A. In predicting the future.
News services’ value exists entirely in assisting their users to anticipate (or influence) the future. But they shirk the feedback loops that could sharpen their predictive ability. Failed predictions are buried in those archives. The churn of the ‘constant present’ means nothing much is learned — or revealed.
Others’ opinions can be aggregated, and turned into tangible bets. Probabilities can be attached to those predictions. An aggregated story page can record who got what right, and wrong, and adjust its priors for the next round of predictions accordingly.
In a future where prediction markets are legal, a story page could be the venue for the best of those markets. For the present, we’ll work to bring accountability back to the op-eds of news culture.

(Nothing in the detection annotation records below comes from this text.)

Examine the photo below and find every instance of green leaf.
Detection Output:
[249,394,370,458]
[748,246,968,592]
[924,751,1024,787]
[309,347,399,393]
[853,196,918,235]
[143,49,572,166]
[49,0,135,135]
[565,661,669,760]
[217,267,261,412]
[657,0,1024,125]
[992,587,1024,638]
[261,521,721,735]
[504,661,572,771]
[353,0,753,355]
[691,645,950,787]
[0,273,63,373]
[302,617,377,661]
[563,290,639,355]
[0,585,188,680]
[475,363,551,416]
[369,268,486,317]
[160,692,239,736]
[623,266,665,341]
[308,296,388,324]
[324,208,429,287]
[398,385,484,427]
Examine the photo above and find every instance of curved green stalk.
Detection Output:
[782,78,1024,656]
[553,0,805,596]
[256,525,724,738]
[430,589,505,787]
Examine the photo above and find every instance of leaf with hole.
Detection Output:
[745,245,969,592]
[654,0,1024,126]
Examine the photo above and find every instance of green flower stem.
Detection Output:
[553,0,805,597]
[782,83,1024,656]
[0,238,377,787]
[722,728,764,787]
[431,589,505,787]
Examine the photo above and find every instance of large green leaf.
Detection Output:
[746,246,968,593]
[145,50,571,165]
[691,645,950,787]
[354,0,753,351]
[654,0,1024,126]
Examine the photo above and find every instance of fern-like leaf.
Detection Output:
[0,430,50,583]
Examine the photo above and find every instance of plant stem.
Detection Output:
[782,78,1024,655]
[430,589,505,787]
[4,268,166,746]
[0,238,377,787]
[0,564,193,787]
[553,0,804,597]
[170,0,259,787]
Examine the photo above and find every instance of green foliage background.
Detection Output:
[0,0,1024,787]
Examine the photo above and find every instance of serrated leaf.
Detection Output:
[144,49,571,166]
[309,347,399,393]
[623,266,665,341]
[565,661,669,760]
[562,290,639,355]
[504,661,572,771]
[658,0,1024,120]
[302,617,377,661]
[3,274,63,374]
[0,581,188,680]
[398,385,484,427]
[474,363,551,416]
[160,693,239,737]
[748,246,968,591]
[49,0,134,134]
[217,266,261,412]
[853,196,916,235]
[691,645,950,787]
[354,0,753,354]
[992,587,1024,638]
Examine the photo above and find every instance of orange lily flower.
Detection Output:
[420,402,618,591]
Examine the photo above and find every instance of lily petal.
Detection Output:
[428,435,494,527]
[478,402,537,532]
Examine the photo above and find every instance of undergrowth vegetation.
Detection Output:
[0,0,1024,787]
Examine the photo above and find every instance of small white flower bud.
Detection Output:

4. EVERY RELOAD, AN UPDATE
But the past and future may be how people use the news, eventually. But the impulse to seek it out is always driven by novelty. The audience for news wants to know what’s happening *right now*.
Most news services are surprisingly static in how they present the news. Headlines may be tweaked, new articles added, but the fundamental view of the day’s stories stays constant. TV news repeats on the hour; front pages of sites settle for all but breaking stories.
An aggregator of sources will never be the first with the news. But it will always be the second — *in* seconds.
When people come to see the news, they come to see something new. We bang on reload on Google News, Reddit, Twitter and our own email because we want to see it change.
The goal of a story page should be this: every page reload, an update. That may be an impossible goal, but it’s the beast we’ll seek to feed, because that’s what the news audience wants.
(And your back button will take you to what you remember seeing, but forgot to bookmark or share.)